Read: Luke 3:15-17; 21-22
When Jeannie and I travel to beautiful places, we ask for campsites (for our pop-up) or rooms that have great views. If we’re in our camper, we don’t waste much time unzipping all the canvas so we can both stare out upon, and take in, the wonder around us. The same holds true for hotel rooms. We quickly open the blinds and look through the windows at the grandeur which fills our view.
Windows play a significant role in our ability to see and appreciate life around us. Windows are silent witnesses that invite us to view the wonder that creation provides. Windows beckon us to experience a larger world.
John the Baptist was a “window.” He was both content and forthright in his declaration that he was not the Messiah, but had come only to reveal him.
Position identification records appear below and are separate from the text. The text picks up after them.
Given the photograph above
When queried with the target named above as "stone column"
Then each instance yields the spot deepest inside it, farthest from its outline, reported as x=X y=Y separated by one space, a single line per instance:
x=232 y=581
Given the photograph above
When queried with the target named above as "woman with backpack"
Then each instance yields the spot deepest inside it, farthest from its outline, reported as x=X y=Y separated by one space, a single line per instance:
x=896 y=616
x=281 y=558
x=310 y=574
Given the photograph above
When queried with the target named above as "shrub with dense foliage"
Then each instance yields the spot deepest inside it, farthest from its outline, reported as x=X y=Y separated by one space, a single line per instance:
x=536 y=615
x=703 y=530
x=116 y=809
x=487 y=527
Even on the day of Jesus’ baptism, John does not struggle with trying to be in the spotlight, but rather steps away to experience the descent of the Spirit just like everyone else.
We would be hard pressed to find a better synonym for ‘Christian’ than window–a person who exists to reveal the beauty of Christ. That’s why a dirty window must be cleaned, and why the window never calls attention to itself. The window merely “is,” and in its being, all who look through it are carried into a larger sense of reality.
Before the Christian Year goes very far, it extends an invitation to us through John the Baptist–an invitation to be a “window” who reveals God.
Thank you for that meditation. The analogy between the Christian and a window is enlightening.